15—29 марта 1919 года
Уфа
— Да как закричит она, сердечная, страшным криком, да как бросится на офицера этого прямо грудью. Стреляй в меня, кричит, гад проклятый, а раненых не тронь! Он и оробел, а она хвать у него из рук наган да захотела их всех пострелять. Ну, тут, конечно, ее схватили и давай в две нагайки лупцевать, а потом бросили в подвал со мной и Дуськой вместе. Сидим мы там, ждем смерти, и вот приходят солдаты, а она как глянула им в лицо, да как сказала: «Через нашу смерть и вам погибнуть»,
«О ком это она?» — сквозь тяжелый сон подумала Наташа, услыхав Нюшин торопливый голос, и очнулась. Сильно болело избитое тело, горел рубец на лице. Она попыталась повернуться и застонала от неожиданной резкой боли в боку.
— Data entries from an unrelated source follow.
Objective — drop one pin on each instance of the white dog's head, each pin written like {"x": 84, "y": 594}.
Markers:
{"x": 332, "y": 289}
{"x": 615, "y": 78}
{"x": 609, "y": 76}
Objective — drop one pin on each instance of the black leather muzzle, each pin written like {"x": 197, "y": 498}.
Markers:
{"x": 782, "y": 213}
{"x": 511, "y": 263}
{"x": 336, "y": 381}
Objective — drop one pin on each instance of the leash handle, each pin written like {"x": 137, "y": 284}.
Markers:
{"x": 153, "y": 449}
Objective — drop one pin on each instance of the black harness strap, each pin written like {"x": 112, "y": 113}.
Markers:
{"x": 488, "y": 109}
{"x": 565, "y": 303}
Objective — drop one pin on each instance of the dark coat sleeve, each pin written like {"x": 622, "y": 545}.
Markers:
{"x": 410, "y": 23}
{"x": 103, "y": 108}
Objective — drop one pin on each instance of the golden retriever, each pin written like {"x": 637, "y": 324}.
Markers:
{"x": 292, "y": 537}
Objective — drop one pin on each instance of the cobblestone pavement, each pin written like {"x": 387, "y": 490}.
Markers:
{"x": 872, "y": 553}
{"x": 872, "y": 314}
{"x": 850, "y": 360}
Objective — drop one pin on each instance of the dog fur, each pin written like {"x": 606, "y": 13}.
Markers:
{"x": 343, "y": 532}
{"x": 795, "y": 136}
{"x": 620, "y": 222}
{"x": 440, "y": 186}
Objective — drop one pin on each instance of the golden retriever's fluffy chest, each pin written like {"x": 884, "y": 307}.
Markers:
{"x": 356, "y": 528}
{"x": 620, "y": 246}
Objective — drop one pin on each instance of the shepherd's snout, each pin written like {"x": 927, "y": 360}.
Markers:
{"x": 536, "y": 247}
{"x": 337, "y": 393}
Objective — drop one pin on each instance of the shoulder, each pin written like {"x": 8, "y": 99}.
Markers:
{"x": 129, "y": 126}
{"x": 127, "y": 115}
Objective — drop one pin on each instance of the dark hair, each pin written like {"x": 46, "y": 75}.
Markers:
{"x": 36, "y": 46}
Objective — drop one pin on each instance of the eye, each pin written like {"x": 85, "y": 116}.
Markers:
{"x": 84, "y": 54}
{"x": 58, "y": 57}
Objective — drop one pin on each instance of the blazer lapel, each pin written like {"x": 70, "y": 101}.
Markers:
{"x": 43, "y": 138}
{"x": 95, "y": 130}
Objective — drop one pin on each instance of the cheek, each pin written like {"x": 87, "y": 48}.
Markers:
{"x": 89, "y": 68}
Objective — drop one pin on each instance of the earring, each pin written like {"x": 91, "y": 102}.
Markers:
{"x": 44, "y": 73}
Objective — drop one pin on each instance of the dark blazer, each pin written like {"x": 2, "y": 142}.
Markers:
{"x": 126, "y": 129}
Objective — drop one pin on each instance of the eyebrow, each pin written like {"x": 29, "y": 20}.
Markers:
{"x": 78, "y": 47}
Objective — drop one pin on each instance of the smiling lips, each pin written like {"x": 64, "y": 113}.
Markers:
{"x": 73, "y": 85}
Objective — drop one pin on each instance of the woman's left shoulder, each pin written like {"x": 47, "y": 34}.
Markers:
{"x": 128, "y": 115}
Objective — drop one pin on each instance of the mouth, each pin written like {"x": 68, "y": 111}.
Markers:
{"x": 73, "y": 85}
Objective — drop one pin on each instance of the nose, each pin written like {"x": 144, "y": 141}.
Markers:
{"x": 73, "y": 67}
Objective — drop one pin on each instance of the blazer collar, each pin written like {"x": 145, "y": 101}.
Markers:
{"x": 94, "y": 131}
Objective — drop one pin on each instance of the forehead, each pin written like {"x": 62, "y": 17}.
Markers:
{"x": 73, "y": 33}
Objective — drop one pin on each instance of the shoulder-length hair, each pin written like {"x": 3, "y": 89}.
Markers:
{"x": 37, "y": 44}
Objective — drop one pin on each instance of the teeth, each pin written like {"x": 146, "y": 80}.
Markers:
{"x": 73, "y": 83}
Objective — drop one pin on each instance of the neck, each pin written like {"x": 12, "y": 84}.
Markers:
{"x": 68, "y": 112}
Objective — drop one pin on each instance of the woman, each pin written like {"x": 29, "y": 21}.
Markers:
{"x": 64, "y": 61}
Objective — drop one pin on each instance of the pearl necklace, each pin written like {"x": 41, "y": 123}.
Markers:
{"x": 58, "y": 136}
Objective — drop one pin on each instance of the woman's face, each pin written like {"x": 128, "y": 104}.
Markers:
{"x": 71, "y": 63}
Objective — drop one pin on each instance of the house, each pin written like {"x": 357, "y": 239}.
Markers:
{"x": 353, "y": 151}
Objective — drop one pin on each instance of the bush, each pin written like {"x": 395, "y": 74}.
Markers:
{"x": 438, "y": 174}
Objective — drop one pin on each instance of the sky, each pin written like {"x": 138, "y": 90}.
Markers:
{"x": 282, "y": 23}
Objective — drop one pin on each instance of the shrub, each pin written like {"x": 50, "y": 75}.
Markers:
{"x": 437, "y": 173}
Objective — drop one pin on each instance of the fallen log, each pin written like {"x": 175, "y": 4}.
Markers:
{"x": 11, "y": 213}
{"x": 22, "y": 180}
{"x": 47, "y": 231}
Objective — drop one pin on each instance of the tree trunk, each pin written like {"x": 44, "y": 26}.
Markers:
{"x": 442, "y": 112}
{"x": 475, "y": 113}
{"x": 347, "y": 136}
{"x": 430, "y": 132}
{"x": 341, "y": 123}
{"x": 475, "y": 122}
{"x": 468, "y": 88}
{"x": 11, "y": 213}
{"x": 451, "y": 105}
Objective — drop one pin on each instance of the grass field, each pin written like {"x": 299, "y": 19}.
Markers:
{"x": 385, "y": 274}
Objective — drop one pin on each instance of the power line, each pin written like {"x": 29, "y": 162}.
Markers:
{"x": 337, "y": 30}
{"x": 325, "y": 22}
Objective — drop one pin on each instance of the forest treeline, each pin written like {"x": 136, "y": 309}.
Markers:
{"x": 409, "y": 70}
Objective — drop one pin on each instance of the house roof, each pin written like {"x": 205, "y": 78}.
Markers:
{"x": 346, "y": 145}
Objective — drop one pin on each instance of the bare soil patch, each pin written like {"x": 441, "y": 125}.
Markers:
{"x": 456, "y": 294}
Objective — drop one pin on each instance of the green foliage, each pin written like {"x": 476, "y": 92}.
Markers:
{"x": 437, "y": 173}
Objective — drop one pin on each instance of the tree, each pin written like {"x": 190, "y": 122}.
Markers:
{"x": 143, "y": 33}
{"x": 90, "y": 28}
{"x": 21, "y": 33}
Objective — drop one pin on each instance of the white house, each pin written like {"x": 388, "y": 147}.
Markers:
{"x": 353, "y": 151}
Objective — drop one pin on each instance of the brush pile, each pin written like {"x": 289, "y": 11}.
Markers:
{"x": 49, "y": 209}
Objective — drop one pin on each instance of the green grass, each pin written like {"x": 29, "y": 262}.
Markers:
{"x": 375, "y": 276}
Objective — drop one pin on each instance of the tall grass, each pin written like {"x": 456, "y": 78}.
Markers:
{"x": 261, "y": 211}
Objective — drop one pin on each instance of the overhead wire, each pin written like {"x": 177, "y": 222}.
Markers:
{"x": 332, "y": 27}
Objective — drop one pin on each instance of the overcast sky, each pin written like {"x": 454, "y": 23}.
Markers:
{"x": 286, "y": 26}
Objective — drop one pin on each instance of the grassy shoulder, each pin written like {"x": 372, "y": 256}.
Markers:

— Тсс! Тихо, бабы! — послышался шепот.
Наташа открыла глаза и внутренне содрогнулась: прямо перед ней во множестве торчали странные, совершенно незнакомые лица, одутловатые и бледные, воистину паноптикум женского безобразии, и все эти женщины с жадным любопытством и неприкрытым состраданьем глядели на нее. На заднем плане, в полумраке камеры, Наташа увидела Нюшу и тетю Дусю, приветливо закивавших ей.
— Здравствуйте. — Наташа села на нарах и подняла руки, по привычке поправляя волосы.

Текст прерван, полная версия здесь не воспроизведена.